Default buffer size for a file on Linux

2019-01-14 12:06发布

问题:

The documentation states that the default value for buffering is: If omitted, the system default is used. I am currently on Red Hat Linux 6, but I am not able to figure out the default buffering that is set for the system.

Can anyone please guide me as to how determine the buffering for a system?

回答1:

Since you linked to the 2.7 docs, I'm assuming you're using 2.7. (In Python 3.x, this all gets a lot simpler, because a lot more of the buffering is exposed at the Python level.)

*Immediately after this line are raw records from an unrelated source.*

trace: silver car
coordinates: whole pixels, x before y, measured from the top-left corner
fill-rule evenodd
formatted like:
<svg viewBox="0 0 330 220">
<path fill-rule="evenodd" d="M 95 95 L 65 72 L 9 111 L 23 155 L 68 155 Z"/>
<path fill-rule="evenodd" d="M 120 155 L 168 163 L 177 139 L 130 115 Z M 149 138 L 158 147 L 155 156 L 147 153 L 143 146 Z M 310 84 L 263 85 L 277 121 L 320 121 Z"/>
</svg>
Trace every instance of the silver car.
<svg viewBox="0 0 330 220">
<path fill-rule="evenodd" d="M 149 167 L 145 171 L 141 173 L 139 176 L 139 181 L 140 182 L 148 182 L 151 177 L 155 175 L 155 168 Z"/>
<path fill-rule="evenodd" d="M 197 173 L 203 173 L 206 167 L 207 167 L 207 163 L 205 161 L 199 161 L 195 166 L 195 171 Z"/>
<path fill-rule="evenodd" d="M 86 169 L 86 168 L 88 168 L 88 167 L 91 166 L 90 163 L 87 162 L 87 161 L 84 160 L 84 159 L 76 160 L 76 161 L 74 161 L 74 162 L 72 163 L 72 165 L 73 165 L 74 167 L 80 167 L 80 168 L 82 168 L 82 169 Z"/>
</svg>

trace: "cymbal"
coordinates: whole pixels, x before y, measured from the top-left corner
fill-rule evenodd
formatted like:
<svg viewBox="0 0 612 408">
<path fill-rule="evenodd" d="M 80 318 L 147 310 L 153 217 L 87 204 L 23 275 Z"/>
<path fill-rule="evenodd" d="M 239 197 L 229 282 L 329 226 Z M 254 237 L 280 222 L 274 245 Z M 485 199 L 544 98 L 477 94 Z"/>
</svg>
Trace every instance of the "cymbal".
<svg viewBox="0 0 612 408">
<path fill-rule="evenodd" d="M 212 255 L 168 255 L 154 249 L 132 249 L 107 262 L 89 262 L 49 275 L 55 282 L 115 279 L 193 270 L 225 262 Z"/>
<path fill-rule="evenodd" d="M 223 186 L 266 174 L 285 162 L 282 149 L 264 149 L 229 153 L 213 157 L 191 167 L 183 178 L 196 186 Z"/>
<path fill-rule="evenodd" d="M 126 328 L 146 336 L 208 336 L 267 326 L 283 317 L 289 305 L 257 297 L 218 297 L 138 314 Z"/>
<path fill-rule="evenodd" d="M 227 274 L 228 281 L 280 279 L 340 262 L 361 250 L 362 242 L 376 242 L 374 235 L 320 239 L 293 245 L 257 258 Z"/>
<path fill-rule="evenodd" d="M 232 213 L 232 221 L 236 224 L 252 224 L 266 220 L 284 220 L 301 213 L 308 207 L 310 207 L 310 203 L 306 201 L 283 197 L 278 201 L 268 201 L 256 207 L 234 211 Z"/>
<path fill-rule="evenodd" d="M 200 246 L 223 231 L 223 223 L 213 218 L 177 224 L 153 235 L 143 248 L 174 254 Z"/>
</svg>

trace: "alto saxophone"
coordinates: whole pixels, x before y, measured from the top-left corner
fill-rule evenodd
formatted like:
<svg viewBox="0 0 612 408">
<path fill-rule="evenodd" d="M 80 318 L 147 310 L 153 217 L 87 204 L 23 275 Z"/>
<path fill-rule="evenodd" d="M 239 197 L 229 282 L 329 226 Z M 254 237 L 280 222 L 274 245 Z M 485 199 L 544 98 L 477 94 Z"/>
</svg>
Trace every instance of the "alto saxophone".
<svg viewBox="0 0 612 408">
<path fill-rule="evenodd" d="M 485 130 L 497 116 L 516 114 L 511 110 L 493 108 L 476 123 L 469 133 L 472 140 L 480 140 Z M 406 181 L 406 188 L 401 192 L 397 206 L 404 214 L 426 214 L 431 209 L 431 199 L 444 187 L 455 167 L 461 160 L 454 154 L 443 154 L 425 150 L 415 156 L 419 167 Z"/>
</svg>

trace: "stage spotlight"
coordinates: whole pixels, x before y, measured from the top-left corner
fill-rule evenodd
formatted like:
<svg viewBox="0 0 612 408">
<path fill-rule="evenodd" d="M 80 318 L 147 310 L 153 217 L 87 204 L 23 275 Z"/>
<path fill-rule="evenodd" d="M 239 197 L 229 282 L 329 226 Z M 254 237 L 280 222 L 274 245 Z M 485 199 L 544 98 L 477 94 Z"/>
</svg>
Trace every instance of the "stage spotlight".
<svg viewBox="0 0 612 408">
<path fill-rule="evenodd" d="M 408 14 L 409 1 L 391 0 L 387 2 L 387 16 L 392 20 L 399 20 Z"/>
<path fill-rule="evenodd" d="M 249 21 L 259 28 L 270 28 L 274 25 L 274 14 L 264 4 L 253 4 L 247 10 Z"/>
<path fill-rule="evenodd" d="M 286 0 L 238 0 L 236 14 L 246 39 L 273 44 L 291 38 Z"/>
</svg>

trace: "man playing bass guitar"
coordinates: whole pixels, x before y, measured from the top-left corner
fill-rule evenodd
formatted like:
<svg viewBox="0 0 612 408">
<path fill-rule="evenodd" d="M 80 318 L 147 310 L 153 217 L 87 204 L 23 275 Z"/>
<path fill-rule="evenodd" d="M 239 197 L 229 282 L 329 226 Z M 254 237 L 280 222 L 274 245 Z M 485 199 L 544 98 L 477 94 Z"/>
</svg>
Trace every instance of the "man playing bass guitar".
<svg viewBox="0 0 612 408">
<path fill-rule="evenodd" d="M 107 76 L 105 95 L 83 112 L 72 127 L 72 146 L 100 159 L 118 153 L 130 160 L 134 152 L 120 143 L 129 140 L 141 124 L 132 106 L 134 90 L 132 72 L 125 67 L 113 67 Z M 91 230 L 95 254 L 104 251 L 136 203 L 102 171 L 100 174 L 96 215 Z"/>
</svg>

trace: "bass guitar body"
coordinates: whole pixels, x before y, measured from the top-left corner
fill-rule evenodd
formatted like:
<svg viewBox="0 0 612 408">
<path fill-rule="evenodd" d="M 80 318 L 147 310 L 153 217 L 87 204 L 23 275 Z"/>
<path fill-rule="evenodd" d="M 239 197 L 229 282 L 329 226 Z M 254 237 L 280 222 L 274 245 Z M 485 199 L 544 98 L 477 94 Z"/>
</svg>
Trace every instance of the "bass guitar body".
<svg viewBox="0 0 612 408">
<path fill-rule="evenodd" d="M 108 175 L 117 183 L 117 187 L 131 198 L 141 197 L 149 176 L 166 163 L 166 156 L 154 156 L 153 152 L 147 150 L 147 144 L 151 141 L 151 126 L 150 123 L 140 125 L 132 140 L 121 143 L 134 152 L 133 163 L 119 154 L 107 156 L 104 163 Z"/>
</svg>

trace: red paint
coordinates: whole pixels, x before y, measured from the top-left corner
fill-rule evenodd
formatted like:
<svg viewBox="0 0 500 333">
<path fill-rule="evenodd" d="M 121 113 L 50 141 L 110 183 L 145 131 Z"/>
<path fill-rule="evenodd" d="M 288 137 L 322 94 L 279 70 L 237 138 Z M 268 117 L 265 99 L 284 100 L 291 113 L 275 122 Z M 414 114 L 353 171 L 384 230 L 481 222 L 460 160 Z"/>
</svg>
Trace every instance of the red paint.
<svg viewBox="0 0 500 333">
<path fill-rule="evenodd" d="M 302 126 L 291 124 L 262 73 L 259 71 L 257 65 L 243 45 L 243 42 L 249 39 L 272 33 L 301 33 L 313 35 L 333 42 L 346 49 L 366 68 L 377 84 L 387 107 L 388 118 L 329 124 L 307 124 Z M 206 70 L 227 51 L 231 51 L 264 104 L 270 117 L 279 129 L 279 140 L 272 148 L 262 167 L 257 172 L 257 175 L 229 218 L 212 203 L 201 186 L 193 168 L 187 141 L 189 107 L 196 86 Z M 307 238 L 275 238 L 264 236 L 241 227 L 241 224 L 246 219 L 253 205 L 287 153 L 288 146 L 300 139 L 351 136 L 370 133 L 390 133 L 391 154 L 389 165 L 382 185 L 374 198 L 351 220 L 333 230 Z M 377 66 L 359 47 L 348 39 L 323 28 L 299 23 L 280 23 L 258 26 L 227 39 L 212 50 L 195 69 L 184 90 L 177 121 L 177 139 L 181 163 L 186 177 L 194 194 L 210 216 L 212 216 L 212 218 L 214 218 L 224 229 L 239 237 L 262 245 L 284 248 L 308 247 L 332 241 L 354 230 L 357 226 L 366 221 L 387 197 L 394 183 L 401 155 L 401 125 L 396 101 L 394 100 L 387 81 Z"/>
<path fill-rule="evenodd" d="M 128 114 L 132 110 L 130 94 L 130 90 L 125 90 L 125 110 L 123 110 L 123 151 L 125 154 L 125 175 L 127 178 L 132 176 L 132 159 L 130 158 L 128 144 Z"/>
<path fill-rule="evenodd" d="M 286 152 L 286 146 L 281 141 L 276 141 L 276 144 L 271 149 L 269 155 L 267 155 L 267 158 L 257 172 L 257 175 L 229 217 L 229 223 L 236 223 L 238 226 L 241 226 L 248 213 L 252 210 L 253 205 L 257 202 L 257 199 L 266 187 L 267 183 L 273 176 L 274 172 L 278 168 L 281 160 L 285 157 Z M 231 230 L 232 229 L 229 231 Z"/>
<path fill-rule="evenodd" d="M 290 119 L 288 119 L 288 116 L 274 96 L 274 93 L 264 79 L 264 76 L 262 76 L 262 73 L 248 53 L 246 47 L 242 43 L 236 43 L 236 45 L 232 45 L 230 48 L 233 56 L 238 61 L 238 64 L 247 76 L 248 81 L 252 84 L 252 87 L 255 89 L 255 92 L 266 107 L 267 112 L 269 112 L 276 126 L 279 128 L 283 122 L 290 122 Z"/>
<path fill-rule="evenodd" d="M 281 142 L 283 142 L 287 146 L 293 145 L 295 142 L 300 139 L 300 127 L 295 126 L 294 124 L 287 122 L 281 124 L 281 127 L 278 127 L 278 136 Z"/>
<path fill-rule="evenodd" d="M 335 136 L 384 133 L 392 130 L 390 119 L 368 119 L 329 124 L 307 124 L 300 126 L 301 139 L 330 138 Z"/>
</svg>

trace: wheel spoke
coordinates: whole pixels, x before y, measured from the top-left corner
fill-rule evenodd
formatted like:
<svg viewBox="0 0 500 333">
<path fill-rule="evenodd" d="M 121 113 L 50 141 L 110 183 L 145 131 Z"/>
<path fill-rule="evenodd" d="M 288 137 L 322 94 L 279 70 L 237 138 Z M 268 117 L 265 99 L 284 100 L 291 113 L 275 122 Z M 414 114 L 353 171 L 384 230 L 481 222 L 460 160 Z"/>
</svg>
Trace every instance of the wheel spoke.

All open actually does (on POSIX systems) is call fopen, and then, if you've passed anything for buffering, setvbuf. Since you're not passing anything, you just end up with the default buffer from fopen, which is up to your C standard library. (See the source for details. With no buffering, it passes -1 to PyFile_SetBufSize, which does nothing unless bufsize >= 0.)

If you read the glibc setvbuf manpage, it explains that if you never call any of the buffering functions:

Normally all files are block buffered. When the first I/O operation occurs on a file, malloc(3) is called, and a buffer is obtained.

Note that it doesn't say what size buffer is obtained. This is intentional; it means the implementation can be smart and choose different buffer sizes for different cases. (There is a BUFSIZ constant, but that's only used when you call legacy functions like setbuf; it's not guaranteed to be used in any other case.)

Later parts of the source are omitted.